The vets take the court at 11, by which time the younger group is prepared for what's ahead.

"It's something we've been looking to do over the last year is improve our player development program," Kerr said. "It was hard to do last year because we had so many veterans. We were kind of left with about three young guys that we could work out with individual stuff.

"But now we have five, six or seven young guys who need work. I like format."

It's a necessary change because the Warriors realize their window will be open for only so much longer. In addition to the 31-plus trio, Curry and Durant are 30, and Green and Thompson both are 28.

"We have a pretty clear delineation between players who need work and players who need rest, or need work in the training room or the weight room," Kerr said.

It's not that the vets are done, or even close. No one on the roster has an eye toward retirement. Not yet. But they also know a player's prime years can be extended only so much.

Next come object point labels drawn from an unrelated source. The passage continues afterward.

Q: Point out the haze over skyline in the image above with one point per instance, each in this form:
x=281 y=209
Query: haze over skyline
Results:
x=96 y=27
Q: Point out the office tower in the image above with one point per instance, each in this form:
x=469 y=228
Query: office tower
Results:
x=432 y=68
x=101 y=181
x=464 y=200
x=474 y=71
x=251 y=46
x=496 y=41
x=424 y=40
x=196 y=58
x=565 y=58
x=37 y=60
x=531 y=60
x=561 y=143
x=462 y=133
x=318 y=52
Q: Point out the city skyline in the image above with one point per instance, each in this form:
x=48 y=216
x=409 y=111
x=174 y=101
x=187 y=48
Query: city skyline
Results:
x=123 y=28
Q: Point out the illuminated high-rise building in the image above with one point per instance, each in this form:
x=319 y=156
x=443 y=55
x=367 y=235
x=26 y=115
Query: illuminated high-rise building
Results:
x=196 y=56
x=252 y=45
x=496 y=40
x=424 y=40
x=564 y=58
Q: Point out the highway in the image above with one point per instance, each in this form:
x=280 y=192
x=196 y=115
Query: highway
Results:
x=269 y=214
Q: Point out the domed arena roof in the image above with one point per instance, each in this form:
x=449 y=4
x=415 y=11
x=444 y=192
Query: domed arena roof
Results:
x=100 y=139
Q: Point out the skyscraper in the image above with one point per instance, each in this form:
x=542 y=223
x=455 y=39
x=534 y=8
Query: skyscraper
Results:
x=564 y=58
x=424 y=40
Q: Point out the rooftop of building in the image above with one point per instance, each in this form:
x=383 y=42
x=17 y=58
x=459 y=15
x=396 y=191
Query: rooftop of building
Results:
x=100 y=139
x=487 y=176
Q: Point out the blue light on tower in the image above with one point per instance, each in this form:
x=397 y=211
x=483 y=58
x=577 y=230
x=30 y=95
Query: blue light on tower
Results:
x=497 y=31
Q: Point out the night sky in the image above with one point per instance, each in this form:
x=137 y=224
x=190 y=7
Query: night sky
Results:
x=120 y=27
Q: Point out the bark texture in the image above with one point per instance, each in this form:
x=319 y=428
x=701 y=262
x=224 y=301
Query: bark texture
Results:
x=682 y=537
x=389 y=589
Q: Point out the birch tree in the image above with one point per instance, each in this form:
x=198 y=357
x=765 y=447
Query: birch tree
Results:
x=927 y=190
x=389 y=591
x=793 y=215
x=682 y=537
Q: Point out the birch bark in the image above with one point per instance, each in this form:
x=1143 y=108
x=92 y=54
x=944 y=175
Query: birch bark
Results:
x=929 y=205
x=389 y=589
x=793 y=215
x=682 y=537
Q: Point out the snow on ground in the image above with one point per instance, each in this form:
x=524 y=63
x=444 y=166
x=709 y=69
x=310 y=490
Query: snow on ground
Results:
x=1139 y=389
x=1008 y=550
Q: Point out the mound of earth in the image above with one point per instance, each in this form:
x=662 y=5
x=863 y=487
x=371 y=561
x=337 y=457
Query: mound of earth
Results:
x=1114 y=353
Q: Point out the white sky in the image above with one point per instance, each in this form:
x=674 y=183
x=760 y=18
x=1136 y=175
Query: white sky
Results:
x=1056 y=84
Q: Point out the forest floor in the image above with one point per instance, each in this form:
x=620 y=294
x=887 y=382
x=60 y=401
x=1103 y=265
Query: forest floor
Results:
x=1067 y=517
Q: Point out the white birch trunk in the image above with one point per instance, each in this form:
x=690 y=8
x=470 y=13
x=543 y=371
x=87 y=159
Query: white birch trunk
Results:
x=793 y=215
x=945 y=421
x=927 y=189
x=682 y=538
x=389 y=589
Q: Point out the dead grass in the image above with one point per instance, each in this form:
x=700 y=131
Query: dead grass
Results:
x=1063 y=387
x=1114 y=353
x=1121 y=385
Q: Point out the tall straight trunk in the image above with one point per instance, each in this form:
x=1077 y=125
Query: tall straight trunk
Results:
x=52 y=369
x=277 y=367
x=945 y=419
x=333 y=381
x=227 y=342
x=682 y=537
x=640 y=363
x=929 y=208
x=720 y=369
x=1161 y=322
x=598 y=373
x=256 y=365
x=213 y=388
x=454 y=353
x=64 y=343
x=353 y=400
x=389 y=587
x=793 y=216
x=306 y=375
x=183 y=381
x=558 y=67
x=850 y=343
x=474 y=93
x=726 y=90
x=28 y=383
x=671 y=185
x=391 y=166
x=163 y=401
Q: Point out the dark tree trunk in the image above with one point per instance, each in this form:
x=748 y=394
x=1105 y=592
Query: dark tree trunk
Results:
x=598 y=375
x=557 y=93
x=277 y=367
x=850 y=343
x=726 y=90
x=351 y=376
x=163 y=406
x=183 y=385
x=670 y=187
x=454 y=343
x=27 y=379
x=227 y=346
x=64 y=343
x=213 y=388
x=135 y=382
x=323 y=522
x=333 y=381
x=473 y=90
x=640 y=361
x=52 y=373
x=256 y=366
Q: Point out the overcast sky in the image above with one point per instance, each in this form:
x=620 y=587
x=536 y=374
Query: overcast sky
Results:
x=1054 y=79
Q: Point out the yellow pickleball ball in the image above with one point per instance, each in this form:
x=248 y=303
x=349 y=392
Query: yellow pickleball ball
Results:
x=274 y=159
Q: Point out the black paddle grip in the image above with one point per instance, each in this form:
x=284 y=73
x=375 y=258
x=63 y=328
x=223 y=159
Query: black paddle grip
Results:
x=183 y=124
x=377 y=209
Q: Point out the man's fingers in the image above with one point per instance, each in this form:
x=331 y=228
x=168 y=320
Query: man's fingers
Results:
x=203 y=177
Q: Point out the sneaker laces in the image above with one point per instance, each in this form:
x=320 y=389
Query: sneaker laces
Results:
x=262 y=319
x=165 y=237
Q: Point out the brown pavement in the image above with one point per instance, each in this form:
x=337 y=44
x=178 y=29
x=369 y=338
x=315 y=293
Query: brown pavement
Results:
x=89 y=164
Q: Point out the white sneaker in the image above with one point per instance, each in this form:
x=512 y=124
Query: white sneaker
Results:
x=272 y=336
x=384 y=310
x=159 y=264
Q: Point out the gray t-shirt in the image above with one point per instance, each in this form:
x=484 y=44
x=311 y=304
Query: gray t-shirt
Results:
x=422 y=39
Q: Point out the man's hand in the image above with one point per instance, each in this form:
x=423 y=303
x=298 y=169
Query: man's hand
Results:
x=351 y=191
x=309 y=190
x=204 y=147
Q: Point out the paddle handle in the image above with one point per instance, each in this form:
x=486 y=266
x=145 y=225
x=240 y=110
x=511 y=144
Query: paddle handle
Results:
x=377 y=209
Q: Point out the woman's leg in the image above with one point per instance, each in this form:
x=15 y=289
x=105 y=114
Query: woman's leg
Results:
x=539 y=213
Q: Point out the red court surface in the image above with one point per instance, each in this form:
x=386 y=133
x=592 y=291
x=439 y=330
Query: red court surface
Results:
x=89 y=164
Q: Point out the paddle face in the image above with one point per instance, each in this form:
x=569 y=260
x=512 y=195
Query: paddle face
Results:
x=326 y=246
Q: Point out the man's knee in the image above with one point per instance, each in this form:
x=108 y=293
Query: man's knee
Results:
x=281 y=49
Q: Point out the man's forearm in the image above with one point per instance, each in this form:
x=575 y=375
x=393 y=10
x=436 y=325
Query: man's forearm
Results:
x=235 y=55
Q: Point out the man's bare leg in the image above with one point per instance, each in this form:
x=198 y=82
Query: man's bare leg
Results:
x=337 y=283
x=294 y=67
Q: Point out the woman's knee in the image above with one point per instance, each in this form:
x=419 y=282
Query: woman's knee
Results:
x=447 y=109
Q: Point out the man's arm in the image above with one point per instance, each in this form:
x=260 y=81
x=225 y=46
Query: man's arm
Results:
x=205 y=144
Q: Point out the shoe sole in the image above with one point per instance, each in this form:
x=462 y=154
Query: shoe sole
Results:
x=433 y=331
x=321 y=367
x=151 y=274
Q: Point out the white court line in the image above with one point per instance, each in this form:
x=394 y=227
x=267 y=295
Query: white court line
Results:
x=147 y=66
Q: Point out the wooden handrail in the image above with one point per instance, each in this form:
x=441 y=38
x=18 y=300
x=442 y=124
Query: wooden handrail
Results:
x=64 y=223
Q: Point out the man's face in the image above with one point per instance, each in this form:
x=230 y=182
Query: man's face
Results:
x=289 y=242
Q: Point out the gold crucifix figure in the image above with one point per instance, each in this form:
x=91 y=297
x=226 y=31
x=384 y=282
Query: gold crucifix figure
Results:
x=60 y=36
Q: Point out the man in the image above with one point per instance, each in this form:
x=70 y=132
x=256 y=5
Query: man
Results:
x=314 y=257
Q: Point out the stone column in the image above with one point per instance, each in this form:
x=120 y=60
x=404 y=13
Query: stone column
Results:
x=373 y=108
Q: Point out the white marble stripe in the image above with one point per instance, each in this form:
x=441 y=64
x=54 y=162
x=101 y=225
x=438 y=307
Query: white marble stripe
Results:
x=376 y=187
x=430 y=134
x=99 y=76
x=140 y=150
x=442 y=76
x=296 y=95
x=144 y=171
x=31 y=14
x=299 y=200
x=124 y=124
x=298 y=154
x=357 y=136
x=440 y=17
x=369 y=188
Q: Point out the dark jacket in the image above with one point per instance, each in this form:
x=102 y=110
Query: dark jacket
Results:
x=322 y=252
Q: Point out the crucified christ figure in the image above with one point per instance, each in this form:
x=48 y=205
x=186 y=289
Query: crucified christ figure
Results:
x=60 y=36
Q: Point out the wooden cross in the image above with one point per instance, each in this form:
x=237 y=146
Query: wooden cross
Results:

And if the Warriors want to be prepared to compete five years from now, they'll need players in their primes and ready.

That previously was not a factor. Veterans Leandro Barbosa and Shaun Livingston arrived with Kerr in 2014. He inherited more veterans, such as Andrew Bogut, David Lee, Marreese Speights, Brandon Rush and Iguodala. They were replaced by another round of vets: David West, Zaza Pachulia and JaVale McGee and, of course, Durant.

Only Iguodala and Durant remain. There are no more 30-plus centers. While eight players on the roster are 28 or older, five are 25 or younger.

"The way the league is designed, the way the cap is designed, it's going to be tough for anybody to put together a window of more than four or five years," Kerr said. "For us, we've got a lot of questions next summer, cap-wise. But until this year, until next year, we've been able to make it all work, just circumstantially and because we have a committed ownership group that wants to win and is willing to pay.

"But it gets really kind of silly from here on out, money-wise. I just feel like we're lucky to be in this spot. It's probably not going to happen again."

It's happening now, but they can hear the clock ticking.